Dans la pièce que nous venons de citer, Nogaret est qualifié nuntius sur le même pied que les trois ambassadeurs. Après beaucoup d'hésitations en effet, Nogaret finit par être attaché à l'ambassade qu'il avait conseillée. Le 14 février, Mercœur, Belleperche et Plaisian sont investis par lettres patentes, datées de Nîmes, des pouvoirs nécessaires pour recevoir (non pas pour demander) au nom du roi l'absolution des censures que ce prince pouvait avoir encourues. Nogaret ne figure pas dans cet acte; mais le 21 février les trois mêmes personnages, auxquels cette fois est joint Nogaret, sont chargés par nouvelles lettres patentes, datées de Nîmes, de traiter de la paix avec le pape, sauf les franchises et bonnes coutumes de l'église gallicane. Cette adjonction du sacrilége Nogaret à l'ambassade extraordinaire qui se rendait auprès du saint-siége pour une mission d'un caractère conciliant serait incroyable, si elle ne nous était garantie non-seulement par Nogaret lui-même, mais par un acte officiel dont nous avons l'original. Il faut ajouter que Plaisian, Belleperche et Mercœur n'étaient guère moins compromis que Nogaret avec la cour de Rome.

Un an après le voyage clandestin où l'on avait vu l'envoyé du roi de France marcher de compagnie avec les pires bandits de la chrétienté, Guillaume de Nogaret partit donc de nouveau pour l'Italie, cette fois comme membre d'une ambassade solennelle, avec les plus graves personnages de l'église et de l'université; mais l'insolent diplomate avait trop présumé de son audace et de la faiblesse de

Benoît. Ce dernier commençait à sortir de l'espèce de stupeur où l'avait plongé la scène d'Anagni. Il accueillit l'ambassade, et refusa de voir Nogaret. Si le pape eût consenti à négocier avec lui, c'était la preuve qu'il était libre de toute excommunication, le pape ne pouvant traiter avec un excommunié. Le refus de Benoît, au contraire, plaçait Nogaret sous le coup des plus terribles anathèmes, et l'obligeait à solliciter l'absolution pour sa campagne de 1303. Solliciter l'absolution, c'était s'avouer coupable; s'avouer coupable, c'était s'exposer au sort le plus cruel. Il fit donc prier le pape de lui donner ce qu'on appelait l'absolution ad cautelam, c'est-à-dire l'absolution qu'on demandait pour plus de sûreté de conscience, et qui n'impliquait pas la réalité du crime dont on était absous. Benoît refusa encore. Le 2 avril 1304, le roi fut relevé des censures qu'il pouvait avoir encourues, et il fut dit qu'il l'était sans qu'il l'eût demandé.
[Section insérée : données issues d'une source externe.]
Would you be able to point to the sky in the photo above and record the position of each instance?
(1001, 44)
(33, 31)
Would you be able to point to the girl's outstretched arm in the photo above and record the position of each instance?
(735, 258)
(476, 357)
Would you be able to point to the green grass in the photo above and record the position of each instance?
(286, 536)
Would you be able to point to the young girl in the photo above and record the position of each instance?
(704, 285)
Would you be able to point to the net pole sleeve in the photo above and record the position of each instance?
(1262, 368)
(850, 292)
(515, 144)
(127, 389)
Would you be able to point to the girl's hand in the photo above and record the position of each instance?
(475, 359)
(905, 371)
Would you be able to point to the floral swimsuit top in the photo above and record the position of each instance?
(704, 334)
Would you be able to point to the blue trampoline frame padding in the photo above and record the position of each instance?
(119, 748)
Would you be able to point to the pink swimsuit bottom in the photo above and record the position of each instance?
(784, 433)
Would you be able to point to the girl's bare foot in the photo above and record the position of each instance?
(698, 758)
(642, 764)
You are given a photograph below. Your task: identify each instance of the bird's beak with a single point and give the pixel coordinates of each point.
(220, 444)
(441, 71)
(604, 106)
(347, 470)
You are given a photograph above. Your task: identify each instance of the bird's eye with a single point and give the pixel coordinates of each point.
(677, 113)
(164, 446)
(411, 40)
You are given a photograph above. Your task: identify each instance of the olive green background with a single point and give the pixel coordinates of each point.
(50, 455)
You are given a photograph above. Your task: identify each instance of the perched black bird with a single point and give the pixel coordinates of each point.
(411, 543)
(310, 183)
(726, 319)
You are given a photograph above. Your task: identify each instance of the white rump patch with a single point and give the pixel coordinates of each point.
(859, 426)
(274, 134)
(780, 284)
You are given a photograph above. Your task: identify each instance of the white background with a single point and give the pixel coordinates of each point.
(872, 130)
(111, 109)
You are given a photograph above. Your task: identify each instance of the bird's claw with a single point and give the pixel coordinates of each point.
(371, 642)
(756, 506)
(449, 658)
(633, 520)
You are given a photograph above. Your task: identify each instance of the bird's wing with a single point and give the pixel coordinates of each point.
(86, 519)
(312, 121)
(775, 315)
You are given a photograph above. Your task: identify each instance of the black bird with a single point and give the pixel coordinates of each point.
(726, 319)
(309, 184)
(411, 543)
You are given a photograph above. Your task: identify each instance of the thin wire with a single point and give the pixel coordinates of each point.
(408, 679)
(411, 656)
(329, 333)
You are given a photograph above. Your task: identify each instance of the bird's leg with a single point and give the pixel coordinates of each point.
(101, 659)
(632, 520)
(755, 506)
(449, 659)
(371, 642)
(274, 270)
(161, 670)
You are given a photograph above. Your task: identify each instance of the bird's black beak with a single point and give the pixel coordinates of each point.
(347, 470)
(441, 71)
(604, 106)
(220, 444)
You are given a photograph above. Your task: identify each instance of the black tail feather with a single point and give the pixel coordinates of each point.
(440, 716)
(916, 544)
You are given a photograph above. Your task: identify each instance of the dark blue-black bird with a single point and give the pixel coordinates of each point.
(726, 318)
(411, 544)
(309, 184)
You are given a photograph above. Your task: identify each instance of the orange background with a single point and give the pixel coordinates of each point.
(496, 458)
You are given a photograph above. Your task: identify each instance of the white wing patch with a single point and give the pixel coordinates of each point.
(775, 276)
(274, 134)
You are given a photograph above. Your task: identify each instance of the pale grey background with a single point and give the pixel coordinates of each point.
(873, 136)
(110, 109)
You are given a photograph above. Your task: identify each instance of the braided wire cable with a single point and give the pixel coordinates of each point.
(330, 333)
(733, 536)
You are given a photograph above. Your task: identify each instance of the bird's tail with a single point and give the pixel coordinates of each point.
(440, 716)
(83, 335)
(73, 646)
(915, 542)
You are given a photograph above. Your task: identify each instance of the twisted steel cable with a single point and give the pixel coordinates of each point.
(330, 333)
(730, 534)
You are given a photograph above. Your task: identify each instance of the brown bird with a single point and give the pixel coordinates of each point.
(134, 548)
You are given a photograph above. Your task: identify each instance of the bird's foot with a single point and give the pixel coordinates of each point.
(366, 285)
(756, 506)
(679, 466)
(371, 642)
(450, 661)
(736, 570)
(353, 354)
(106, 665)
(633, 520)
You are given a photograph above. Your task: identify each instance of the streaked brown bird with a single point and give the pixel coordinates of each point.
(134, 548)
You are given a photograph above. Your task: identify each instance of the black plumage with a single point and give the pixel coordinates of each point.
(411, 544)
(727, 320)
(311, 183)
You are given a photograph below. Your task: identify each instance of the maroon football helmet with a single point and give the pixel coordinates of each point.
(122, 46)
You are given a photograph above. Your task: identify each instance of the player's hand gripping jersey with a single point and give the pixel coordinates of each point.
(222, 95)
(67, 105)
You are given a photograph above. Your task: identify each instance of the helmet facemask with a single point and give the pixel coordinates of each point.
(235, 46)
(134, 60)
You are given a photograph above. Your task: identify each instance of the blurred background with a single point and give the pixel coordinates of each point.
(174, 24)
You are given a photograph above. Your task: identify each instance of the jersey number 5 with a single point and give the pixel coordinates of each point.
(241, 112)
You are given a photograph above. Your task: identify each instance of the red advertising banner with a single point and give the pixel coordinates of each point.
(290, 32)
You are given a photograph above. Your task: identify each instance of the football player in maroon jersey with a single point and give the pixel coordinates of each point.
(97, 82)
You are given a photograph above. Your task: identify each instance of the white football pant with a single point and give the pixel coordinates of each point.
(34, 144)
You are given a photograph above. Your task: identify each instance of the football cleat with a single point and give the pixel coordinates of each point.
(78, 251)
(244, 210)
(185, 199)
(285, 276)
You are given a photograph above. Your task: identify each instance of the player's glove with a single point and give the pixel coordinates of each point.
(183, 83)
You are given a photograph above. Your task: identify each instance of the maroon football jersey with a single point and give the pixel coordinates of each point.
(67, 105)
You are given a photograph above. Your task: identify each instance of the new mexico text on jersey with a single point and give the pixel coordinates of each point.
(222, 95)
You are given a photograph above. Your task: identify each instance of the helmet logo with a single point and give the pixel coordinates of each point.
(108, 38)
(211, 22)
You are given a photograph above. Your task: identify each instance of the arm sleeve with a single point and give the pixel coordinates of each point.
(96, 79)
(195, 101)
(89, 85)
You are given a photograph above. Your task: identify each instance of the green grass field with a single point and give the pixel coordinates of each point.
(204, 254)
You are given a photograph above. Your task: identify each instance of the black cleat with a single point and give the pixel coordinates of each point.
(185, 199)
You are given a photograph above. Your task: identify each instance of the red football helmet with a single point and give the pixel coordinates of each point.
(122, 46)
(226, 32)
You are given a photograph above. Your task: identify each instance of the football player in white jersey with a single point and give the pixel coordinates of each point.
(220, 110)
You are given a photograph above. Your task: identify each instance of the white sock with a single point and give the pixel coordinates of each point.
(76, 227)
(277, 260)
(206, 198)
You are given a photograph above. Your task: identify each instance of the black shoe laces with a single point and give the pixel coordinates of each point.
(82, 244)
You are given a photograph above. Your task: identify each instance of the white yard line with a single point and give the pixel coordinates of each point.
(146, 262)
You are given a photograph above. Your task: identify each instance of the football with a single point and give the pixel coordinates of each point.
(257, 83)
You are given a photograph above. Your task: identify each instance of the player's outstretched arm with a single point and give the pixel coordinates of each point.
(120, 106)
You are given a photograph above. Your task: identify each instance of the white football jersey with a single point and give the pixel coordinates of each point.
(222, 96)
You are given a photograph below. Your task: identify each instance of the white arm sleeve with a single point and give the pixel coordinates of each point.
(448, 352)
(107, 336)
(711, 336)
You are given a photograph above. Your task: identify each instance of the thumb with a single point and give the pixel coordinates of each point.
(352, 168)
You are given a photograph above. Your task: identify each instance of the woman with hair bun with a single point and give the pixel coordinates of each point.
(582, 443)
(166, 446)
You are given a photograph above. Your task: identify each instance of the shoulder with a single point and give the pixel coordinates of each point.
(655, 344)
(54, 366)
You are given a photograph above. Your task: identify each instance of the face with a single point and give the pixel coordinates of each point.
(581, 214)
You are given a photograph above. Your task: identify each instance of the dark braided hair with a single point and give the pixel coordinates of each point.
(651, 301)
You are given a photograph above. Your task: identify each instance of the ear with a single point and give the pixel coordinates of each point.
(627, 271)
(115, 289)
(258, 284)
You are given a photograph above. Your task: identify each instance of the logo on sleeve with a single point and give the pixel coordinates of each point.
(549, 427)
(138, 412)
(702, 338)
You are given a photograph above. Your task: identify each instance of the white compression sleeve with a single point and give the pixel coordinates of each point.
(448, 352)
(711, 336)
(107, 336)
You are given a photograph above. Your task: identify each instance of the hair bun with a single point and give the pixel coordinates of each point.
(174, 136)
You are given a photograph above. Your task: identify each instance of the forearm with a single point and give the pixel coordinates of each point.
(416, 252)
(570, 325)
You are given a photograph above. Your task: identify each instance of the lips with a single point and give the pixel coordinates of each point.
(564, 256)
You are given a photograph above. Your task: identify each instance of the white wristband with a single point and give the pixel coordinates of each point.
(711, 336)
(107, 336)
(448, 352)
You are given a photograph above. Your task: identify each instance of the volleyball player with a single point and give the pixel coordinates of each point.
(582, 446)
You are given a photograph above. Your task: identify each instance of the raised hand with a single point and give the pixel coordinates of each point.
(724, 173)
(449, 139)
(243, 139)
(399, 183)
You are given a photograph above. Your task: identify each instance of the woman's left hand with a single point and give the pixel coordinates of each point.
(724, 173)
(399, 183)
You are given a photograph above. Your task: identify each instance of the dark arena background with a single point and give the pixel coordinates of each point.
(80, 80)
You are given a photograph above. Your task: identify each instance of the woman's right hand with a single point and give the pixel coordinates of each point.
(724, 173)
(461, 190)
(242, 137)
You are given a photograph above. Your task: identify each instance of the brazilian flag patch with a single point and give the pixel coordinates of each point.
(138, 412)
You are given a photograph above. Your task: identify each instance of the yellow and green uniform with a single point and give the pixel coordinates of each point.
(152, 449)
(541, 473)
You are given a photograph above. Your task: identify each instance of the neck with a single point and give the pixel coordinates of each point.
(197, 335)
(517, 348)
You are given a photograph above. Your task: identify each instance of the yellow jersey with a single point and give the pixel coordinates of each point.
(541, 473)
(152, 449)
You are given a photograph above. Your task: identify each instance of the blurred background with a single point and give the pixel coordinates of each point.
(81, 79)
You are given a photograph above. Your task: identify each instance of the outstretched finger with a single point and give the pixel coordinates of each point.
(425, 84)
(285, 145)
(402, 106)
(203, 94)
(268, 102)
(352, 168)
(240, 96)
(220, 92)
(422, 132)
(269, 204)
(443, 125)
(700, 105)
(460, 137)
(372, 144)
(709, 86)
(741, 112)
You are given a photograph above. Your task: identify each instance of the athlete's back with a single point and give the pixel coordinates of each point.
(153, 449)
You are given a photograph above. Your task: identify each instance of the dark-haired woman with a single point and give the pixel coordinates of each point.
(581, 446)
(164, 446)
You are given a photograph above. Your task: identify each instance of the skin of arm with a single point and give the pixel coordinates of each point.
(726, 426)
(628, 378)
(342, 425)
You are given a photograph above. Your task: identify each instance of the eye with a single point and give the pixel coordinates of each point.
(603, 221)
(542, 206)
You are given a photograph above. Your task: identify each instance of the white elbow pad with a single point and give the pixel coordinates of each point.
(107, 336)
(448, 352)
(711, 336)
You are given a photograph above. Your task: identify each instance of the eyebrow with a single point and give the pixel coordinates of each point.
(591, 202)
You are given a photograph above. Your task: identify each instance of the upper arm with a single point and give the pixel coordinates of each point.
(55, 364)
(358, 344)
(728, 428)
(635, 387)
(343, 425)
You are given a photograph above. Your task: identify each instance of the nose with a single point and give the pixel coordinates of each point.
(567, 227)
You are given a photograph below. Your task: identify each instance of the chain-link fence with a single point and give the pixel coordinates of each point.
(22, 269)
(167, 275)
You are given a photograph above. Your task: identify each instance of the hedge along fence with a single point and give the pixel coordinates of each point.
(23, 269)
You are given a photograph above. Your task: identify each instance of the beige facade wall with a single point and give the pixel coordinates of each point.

Une bulle du 13 mai annula toutes les sentences de Boniface contre le roi, son royaume, ses conseillers et officiers, et rétablit tous les Français dans l'état où ils étaient avant la lutte; Guillaume de Nogaret était excepté. Par une autre bulle du même jour, le pape dégage tous prélats, ecclésiastiques, barons, nobles et autres du royaume des excommunications contre eux prononcées, excepté encore Nogaret, dont il se réserve l'absolution. Ceci était fort grave. La diplomatie de Nogaret avait échoué; sa position civile restait celle de l'excommunié, ce qui équivalait à être hors la loi. Sa fortune était sans solidité, sa vie en danger. Pour secouer l'anathème, il lui faudra sept années de luttes et de subtiles procédures. Nous allons le voir y déployer parfois beaucoup de science et d'éloquence, toujours une rare souplesse et des ressources d'esprit infinies.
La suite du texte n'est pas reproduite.